De euthanasiewet schrijft zorgvuldigheidseisen voor waar artsen aan moeten voldoen. Daar staat bijvoorbeeld in dat euthanasie vrijwillig moet zijn en dat de patiënt er goed over moet hebben nagedacht. De arts moet ervan overtuigd zijn dat de patiënt uitzichtloos en ondraaglijk lijdt en er moet minstens één andere onafhankelijke arts worden geraadpleegd.

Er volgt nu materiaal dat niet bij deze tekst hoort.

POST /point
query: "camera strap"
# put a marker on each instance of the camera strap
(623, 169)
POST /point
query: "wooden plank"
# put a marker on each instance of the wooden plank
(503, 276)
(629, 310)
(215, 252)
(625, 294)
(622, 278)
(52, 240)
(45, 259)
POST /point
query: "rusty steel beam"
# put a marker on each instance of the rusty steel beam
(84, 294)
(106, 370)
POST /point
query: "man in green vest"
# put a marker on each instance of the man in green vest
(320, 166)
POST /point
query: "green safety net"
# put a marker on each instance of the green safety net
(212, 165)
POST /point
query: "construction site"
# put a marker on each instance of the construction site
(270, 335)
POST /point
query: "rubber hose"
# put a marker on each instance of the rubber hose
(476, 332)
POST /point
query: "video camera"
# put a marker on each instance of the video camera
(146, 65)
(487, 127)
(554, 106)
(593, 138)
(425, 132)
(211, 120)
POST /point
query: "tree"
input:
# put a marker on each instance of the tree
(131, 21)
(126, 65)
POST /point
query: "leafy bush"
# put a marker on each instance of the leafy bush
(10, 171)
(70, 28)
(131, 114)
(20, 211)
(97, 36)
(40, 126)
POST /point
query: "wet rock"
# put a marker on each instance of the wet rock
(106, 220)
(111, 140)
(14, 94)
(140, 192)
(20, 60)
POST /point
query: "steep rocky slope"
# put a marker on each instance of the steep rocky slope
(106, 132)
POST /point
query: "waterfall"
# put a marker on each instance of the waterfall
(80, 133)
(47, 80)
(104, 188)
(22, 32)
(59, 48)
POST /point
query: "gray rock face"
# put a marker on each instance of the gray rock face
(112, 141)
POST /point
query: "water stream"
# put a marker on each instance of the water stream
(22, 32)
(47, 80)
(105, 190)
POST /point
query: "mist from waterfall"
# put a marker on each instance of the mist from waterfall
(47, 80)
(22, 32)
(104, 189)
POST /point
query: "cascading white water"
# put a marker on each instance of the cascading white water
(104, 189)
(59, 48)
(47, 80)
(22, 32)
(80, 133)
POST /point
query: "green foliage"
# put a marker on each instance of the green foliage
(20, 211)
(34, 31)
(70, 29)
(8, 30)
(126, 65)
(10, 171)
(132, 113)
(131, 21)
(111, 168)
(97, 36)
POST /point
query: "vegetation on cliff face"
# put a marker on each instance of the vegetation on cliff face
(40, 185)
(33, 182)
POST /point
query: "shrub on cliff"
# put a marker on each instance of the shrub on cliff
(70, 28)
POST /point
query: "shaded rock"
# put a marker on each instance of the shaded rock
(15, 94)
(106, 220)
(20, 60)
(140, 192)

Volgens Van Schooten hebben euthanasieartsen de structuur van een maatschap onder meer nodig ter ondersteuning bij het voldoen aan de „administratieve, organisatorische en financiële aspecten van het aanbieden van euthanasiezorg”. Ook juridisch wil de organisatie ruggensteun bieden. „Euthanasie is strafbaar als het niet volgens de wet wordt uitgevoerd. Daarom moet een arts heel secuur zijn.” Iedere euthanasie wordt gemeld bij de Regionale Toetsingscommissies Euthanasie (RTE), die achteraf controleert of de arts zich heeft gehouden aan de zorgvuldigheidseisen. „Je wil onderling kunnen overleggen. Trainen, bijscholen. De maatschap is een administratief vehikel.” De arts die een euthanasie uitvoert moet een BIG-registratie hebben, maar hoeft niet bij een specifieke organisatie aangesloten te zijn.

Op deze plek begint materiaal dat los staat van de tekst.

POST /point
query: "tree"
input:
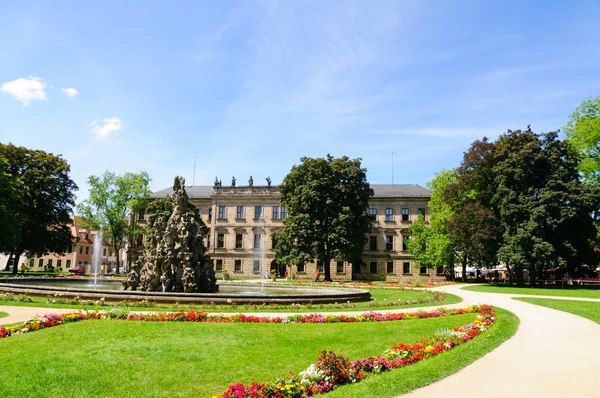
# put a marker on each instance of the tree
(113, 200)
(583, 131)
(430, 243)
(40, 202)
(327, 201)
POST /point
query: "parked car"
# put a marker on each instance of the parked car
(78, 269)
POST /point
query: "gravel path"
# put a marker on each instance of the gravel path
(553, 354)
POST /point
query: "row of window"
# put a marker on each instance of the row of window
(389, 213)
(389, 242)
(278, 213)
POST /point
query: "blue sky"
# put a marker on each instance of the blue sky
(249, 87)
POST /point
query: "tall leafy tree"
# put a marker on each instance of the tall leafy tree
(583, 131)
(327, 202)
(430, 242)
(41, 199)
(112, 200)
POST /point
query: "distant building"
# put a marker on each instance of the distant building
(241, 220)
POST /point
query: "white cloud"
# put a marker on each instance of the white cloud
(71, 92)
(25, 90)
(103, 128)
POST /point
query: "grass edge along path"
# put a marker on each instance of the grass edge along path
(404, 380)
(535, 291)
(585, 309)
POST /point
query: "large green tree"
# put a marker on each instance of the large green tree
(430, 243)
(112, 201)
(327, 201)
(40, 202)
(583, 131)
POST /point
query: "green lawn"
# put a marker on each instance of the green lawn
(382, 297)
(586, 309)
(138, 359)
(536, 291)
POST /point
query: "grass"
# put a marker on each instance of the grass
(586, 309)
(382, 296)
(536, 291)
(138, 359)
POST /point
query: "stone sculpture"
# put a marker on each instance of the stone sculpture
(175, 259)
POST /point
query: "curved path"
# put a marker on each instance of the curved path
(553, 354)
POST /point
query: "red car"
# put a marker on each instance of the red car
(78, 269)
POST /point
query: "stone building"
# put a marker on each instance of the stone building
(241, 220)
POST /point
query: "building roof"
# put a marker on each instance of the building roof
(381, 191)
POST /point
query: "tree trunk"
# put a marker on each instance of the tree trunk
(16, 263)
(327, 266)
(8, 262)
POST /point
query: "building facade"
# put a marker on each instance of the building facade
(242, 219)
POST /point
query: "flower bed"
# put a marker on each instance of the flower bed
(332, 370)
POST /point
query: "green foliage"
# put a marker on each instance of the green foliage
(430, 243)
(112, 200)
(36, 212)
(327, 202)
(583, 131)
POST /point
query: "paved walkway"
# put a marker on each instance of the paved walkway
(553, 354)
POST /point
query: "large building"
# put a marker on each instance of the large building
(241, 220)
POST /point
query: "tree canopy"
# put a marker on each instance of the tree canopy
(583, 131)
(36, 213)
(327, 201)
(112, 201)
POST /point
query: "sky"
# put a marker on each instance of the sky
(247, 88)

De Maatschap Euthanasie Zorg is ook bedoeld om zzp-euthanasiezorg „te institutionaliseren”, zegt hij. Op dit moment moeten huisartsen die freelance euthanasieartsen inzetten zelf het traject documenteren, en de ingehuurde zorg bij de zorgverlener declareren. Een last die vaak zwaar drukt op de vaak toch al overbezette huisartsen. De maatschap wil aangesloten artsen zelf de verslaglegging laten doen en zelf declareren, om zo de huisarts te ontlasten.

De initiatiefnemers onderzoeken de mogelijkheid een landelijk telefoonnummer op te zetten voor artsen die op zoek zijn naar collega’s om een euthanasietraject over te nemen.

De eerstvolgende stap voor de Maatschap Euthanasie Zorg is de onderhandeling met zorgverzekeraars, die de zorg zouden moeten vergoeden. Daar hebben Harry van Schooten en zijn collega’s nog geen duidelijkheid over, ze voeren nu nog verkennende gesprekken. „We hopen aan het einde van dit jaar van start te kunnen.”